Dutilleux studied at the Conservatory in Douai before moving to Paris where he worked with Jean and Noël Gallon, Henri Büsser and Maurice Emmanuel at the Conservatoire. In 1938 he won the Prix de Rome but was unable to enjoy the traditional stay in Rome due to the War, during which he worked as a medical orderly. During the latter years of the War he worked as pianist, arranger and teacher as well as conductor of the chorus at the Paris Opera.
From 1945 until 1963, Dutilleux was head of music production with Radio France. He also held the role of professor of composition at the Ecole Normale de Musique de Paris and was a member of staff of the Conservatoire National Supérieur de Musique. For three years (1995-8) he was composer-in-residence at Tanglewood.
Dutilleux married the French pianist Geneviève Joy in 1946 and wrote his official Op 1, a Piano Sonata, for her; it was premiered in 1948. Two symphonies followed in 1951 and 1959 and are among his most performed compositions. Métaboles of 1956 was premiered by George Szell and the Cleveland Orchestra and established Dutilleux’s reputation in North America. In 1970, Mstislav Rostropovich premiered a cello concerto, Tout un monde lointain, that Dutilleux had written for him.
Then for 20 years Dutilleux turned from orchestral music to concentrate on chamber-scale works including a string quartet, Ainsi la nuit (1976). He returned to orchestral composition with Timbres, espace, mouvement (1978) inspired by Vincent van Gogh. He later wrote a violin concerto, L’arbre des songes for Isaac Stern; it’s unusual in his output in being entirely atonal.

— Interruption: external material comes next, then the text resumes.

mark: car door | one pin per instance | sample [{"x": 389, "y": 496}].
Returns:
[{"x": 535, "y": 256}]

His last work, a song-cycle – Le temps l’horloge – for Renée Fleming (recorded by Decca) was first performed, complete, in 2009, and is sumptuously scored with an almost Impressionist sound-palette.
His musical voice was highly individual, and also very French with great emphasis on texture and colour, but early 20th-composers like Stravinsky and Bartók had a powerful impact on him.